We couldn't quite make it through the year without marking the passing of another seminal figure in the history of Texas music. San Antonio's Valerio Longoria, 75, Tejano Conjunto Hall of Fame inductee, accordion teacher, and "national treasure" as named by the Smithsonian Institute, died this weekend from lung cancer. "Valerio was a genius [who] left us a lot of standards," said Juan Tejeda, longtime friend of Longoria's and founder of the Tejano Conjunto Festival, in the San Antonio Express-News. Tejeda also hailed Longoria's introducing modern drums and the bolero into the genre, while the New York Times obituary points out that the accordion player brought singing to conjunto as well. Longoria died Friday at a San Antonio nursing home, where he had been moved after a short stay at Metropolitan Methodist Hospital. The accordionist had been hospitalized repeatedly in recent months and had been undergoing chemotherapy. Arrangements are pending at Mission Park Funeral Chapels at 1700 SE Military Drive in SA, and if you'd care to show your concern, a fund has been set up at Wells Fargo Bank at 750 E. Mulberry Ave. (also in SA) to help the Longoria family with funeral expenses.

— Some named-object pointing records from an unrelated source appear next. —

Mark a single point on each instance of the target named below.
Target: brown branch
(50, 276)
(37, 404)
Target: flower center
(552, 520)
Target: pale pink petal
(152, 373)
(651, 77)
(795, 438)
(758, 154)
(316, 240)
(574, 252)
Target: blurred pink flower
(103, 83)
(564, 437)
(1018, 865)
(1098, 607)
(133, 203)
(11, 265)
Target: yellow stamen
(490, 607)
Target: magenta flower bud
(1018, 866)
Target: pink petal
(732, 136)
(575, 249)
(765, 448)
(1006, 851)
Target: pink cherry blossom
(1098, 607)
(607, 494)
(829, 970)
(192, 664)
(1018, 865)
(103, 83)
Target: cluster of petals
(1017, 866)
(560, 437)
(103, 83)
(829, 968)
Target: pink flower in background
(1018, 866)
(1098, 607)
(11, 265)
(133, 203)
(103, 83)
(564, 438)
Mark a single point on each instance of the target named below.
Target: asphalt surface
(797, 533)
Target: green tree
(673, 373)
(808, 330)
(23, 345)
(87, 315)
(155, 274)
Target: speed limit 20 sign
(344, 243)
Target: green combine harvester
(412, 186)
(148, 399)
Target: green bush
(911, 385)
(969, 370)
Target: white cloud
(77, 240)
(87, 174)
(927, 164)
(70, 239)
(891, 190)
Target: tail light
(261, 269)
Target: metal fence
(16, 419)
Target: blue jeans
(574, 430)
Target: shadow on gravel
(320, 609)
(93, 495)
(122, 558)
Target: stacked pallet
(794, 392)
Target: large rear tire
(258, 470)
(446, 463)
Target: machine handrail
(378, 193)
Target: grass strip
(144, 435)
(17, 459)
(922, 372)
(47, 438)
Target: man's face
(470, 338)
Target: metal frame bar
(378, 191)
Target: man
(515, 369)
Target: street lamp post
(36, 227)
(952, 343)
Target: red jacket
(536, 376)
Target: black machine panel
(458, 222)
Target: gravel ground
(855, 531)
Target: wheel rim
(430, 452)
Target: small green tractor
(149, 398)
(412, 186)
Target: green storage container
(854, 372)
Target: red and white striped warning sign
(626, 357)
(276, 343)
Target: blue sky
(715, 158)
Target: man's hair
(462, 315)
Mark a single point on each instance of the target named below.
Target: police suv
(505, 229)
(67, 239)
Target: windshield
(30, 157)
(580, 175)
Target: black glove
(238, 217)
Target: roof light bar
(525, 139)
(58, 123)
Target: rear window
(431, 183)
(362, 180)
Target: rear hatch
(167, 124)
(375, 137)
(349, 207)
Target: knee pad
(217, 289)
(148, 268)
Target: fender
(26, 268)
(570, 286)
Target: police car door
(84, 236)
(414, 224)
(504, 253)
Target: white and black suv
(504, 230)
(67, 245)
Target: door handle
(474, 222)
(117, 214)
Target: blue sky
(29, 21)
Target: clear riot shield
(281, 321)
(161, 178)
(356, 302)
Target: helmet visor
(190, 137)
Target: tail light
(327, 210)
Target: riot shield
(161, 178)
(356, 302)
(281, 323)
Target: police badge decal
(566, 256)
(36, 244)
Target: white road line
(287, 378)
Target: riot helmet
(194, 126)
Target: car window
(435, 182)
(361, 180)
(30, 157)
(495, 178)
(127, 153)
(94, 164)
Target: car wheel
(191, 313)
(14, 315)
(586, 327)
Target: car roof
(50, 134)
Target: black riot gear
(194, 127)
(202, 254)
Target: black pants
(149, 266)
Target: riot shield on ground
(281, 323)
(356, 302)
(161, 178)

"Things are still subject to change at this point, of course," says South by Southwest Creative Director Brent Grulke, "but it's looking good, as far as us getting a lot of cool bands." The first batch of confirmed acts for SXSW 2001, to be held in March, has been announced as label showcase contracts are signed and a few other odd names make it though the process early. They're from many lands and many genres, and some of their names are: Bare Jr., Gary Floyd's Black Kali Ma, Brand New Immortals, Brassy (with Jon Spencer's sister), Brian Jonestown Massacre, Laura Cantrell, the Cash Brothers, Australian cult popsters the Church, Amy Correia, Rodney Crowell, Death Cab for Cutie, Dexter Freebish, Jerry Douglas, Johnny Dowd, Frigg A-Go-Go, Reeves Gabrels, Gogogo Airheart, Goudie, the Gourds, Jon Dee Graham, Patty Griffin, Helio Sequence, Hot Water Music, Idlewild, Knife in the Water, Lackey, Sonny Landreth, April March, the Martinets, Rey Washam's new cohorts Marz, cruise captain Delbert McClinton, Shannon McNally, Scott Miller, Jeb Loy Nichols, the Nifters, the Nits, techno pioneer Gary Numan, Maren Ord, Pru, Dee Dee Ramone, Samiam, Scared of Chaka, Bob Schneider, Mark Selby, Sparklehorse, Spoon, Supagroup, Tarbox Ramblers, God Bullies spinoff Thrall, Don Walser & the Pure Texas Band, and Boston-based Rykodisc signees the Willard Grant Conspiracy. Remember, these are just a drop in the bucket -- your band's acceptance letter is probably on the way.
On The Third Day ...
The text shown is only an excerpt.